Details
-
Improvement
-
Status: Open
-
Major
-
Resolution: Unresolved
-
8.1.1
-
None
-
None
-
New
Description
The `FieldComparator` has many responsibilities and users get all of them at once. At high level the main functionalities of `FieldComparator` are
- Provide LeafFieldComparator
- Allocate storage for requested number of hits
- Read the values from DocValues/Custom source etc.
- Compare two values
There are two major areas for improvement
- The logic of reading values and storing them are coupled.
- User need to specify the size in order to create a `FieldComparator` but sometimes the size is unknown upfront.
- From `FieldComparator`'s API, one can't reason about thread-safety so it is not suitable for concurrent search.

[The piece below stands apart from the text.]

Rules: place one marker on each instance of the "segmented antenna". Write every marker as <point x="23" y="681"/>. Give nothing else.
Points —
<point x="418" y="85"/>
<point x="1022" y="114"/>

E.g. Can two concurrent thread use the same `FieldComparator` to call `getLeafComparator` for two different segments they are working on? In fact, almost all existing implementations of `FieldComparator` are not thread-safe.
The proposal is to enhance `SortField` with two APIs
- int compare(Object v1, Object v2) – this is to compare two values from different docs for this field
- ValueAccessor newValueAccessor(LeafReaderContext leaf) – This encapsulate the logic for obtaining the right implementation in order to read the field values.
`ValueAccessor` should be accessed in a similar way as `DocValues` to provide the sort value for a document in an advance & read fashion.
With this API, hopefully we can reduce the memory usage when using `FieldComparator` because the users either store the sort values or at least the slot number besides the storage allocated by `FieldComparator` itself. Ideally, only once copy of the values should be stored.
The proposed API is also more friendly to concurrent search since it provides the `ValueAccessor` per leaf. Although same `ValueAccessor` can't be shared if there are more than one thread working on the same leaf, at least they can initialize their own `ValueAccessor`.